Participants receiving molnupiravir reported more favourable outcomes for a variety of the secondary outcomes in this study. The median average length of illness in patients who took molnupiravir was nine days compared to 15 days in the control group. Using statistical modelling that accounted for the range of recovery times across both groups, the authors found that patients taking molnupiravir recovered an average of 4.2 days quicker compared to patients in the control group.
In addition, seven patients in the control group did not reach recovery within the 28 days of follow up. A modestly lower number of patients who were treated with molnupiravir sought further GP care following the trial (20% of molnupiravir patients compared to 24% of the control group).
“As countries move forward with their strategies to manage successive waves of COVID-19 infections, the issue of antibiotic resistance must not be forgotten.

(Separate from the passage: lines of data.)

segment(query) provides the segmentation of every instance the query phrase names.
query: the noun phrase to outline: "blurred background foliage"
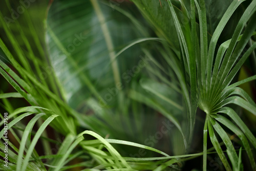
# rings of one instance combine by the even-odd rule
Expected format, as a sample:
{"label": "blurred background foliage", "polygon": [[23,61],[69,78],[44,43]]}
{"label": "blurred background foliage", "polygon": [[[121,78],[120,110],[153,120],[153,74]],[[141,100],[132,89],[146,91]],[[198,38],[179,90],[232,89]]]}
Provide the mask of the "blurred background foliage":
{"label": "blurred background foliage", "polygon": [[[156,133],[161,131],[164,125],[163,123],[168,123],[168,117],[174,116],[181,123],[187,139],[189,136],[189,130],[187,116],[185,114],[187,111],[184,97],[180,92],[176,91],[180,89],[177,78],[173,69],[161,57],[163,47],[160,40],[148,38],[158,36],[164,38],[169,44],[172,50],[179,54],[180,49],[173,18],[169,11],[166,10],[167,6],[164,5],[167,3],[165,1],[161,1],[161,5],[159,1],[151,1],[150,3],[148,1],[135,1],[134,3],[129,1],[101,1],[94,4],[90,1],[82,0],[36,1],[28,5],[28,13],[20,14],[18,10],[19,7],[23,5],[22,4],[16,1],[8,1],[9,5],[4,2],[1,3],[0,10],[3,15],[9,18],[16,16],[20,24],[20,27],[17,27],[12,20],[9,21],[9,28],[16,41],[25,52],[25,55],[28,55],[30,60],[36,61],[45,73],[37,74],[36,66],[29,62],[37,80],[48,85],[49,90],[80,114],[80,118],[78,119],[65,112],[68,118],[72,118],[70,120],[72,126],[62,130],[53,123],[51,125],[53,129],[46,130],[50,138],[59,141],[70,132],[80,133],[89,129],[103,137],[151,146],[152,145],[152,147],[171,155],[202,151],[202,130],[205,115],[199,109],[197,111],[193,138],[188,142],[188,150],[185,149],[183,137],[179,131],[173,126],[173,122],[170,131],[164,134],[160,140],[156,138],[150,140],[150,137],[155,137]],[[176,1],[173,2],[180,17],[183,17],[183,22],[185,25],[188,21],[182,15],[184,11],[179,10],[180,4]],[[190,4],[187,2],[185,1],[185,6],[190,9]],[[212,36],[231,2],[206,1],[209,37]],[[218,45],[231,38],[242,14],[241,11],[248,6],[246,3],[233,14],[221,34]],[[13,9],[13,13],[8,11],[8,5]],[[101,10],[95,10],[97,8]],[[103,16],[103,20],[98,19],[101,16]],[[166,18],[169,20],[166,20]],[[104,22],[106,25],[104,25]],[[30,23],[34,28],[30,27]],[[106,26],[108,28],[104,30]],[[18,52],[10,42],[2,26],[0,37],[15,59],[23,64],[17,57]],[[34,29],[34,31],[31,32],[31,29]],[[24,34],[20,33],[21,30]],[[27,50],[23,36],[26,36],[29,41],[31,50],[36,58],[29,56],[31,53]],[[35,39],[35,37],[37,38]],[[131,47],[122,52],[123,48],[129,45]],[[0,55],[1,59],[15,72],[4,53],[1,51]],[[254,59],[253,57],[248,58],[237,74],[236,81],[256,74]],[[50,75],[54,76],[50,77]],[[2,76],[0,81],[2,93],[15,91]],[[255,101],[255,81],[241,87]],[[40,97],[39,94],[37,99],[45,104],[42,106],[51,106],[50,98],[44,97],[42,93]],[[45,102],[48,99],[48,103]],[[7,110],[13,111],[30,104],[24,99],[11,98],[8,100],[1,99],[0,105],[2,113]],[[54,105],[52,107],[54,108]],[[255,117],[247,111],[233,108],[255,135]],[[60,110],[58,112],[63,111]],[[172,116],[168,115],[170,113]],[[241,115],[242,113],[246,115]],[[23,124],[26,125],[29,120],[27,118]],[[235,147],[240,147],[241,142],[235,135],[232,137]],[[15,145],[18,146],[18,144],[16,143]],[[43,155],[44,151],[47,150],[42,148],[43,145],[41,142],[36,146],[39,155]],[[209,148],[212,146],[210,145]],[[113,146],[124,156],[134,157],[133,154],[138,154],[140,157],[156,155],[147,151],[138,153],[138,148],[129,146]],[[44,149],[41,150],[42,148]],[[218,169],[225,169],[216,159],[217,156],[216,154],[207,156],[210,161],[208,164],[210,167],[209,170],[215,170],[217,164],[219,166]],[[183,163],[183,169],[201,169],[202,161],[201,157],[188,160]],[[250,165],[246,159],[243,161]],[[246,165],[244,167],[246,170],[250,169]]]}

While it’s critical to ensure that patients who are likely to benefit treatment with antiviral treatments, such as molnuvirapir, receive them; using antivirals to treat patients who are unlikely to benefits carries the risk of further driving antimicrobial resistance, wasting resources, and exposing people to unnecessary harm. Therefore, our study contributes to the valuable evidence base on who should not be treated with these precious, newly discovered agents, to empower clinicians to make decisions led by robust evidence when prescribing treatments for COVID-19 infections,” says study co-author, Professor Ly-Mee Yu, University of Oxford, UK.
The authors caution that the benefits of molnupiravir use need to be considered in the context of the burden on healthcare services and cost-effectiveness. Further health and economic analyses are ongoing, and participants are still being monitored to determine the effect of COVID-19 treatment with molnupiravir on longer-term symptoms. The authors also acknowledge that the trial’s open-label design means they were unable to estimate the positive effect of molnupiravir on symptoms resulting from any placebo effect. However, this limitation is unlikely to affect the trial’s the primary outcome measure of non-elective hospitalisation and/or death.
Writing in a linked Comment, Professor Michael Kidd, Australian Government Department of Health and Aged Care, Canberra, Australia, who was not involved in the study, says, “Butler and colleagues acknowledge that their findings might be “less applicable” in people with COVID-19 who are extremely clinically vulnerable. We would go a step further and urge caution in seeking to apply the findings of this study to those at highest risk from COVID-19 complications…Although PANORAMIC was not powered for secondary outcomes, there are important policy implications in the study’s secondary endpoints. The trial showed that the addition of molnupiravir to usual care resulted in faster time to recovery and reduced viral detection and load (in a small virology substudy). The shortened and sustained symptom reduction, together with the effects on viral clearance, could be an important consideration in high-risk settings, such as care homes, in terms of potentially minimising the spread of infection among high-risk people. Molnupiravir might also provide benefits to health-care systems, especially during community surges, by potentially allowing health workers to return safely to work sooner.”
This study was funded by NIHR. A full list of researcher affiliations can be found in the paper.
 Cost comparisons can be found in the final documents of the Special Assessment of Outpatient Treatments for COVID-19 by ICER, https://icer.org/assessment/covid-19-2022/
 Quote direct from author and cannot be found in the text of the Article.
 Usual care in the UK National Health Service for COVID-19 in the community is largely focused on managing symptoms with antipyretics. Some patients at very high risk (very impaired immunity or extremely clinically vulnerable) are eligible for monoclonal antibodies (sotrovimab) through the NHS.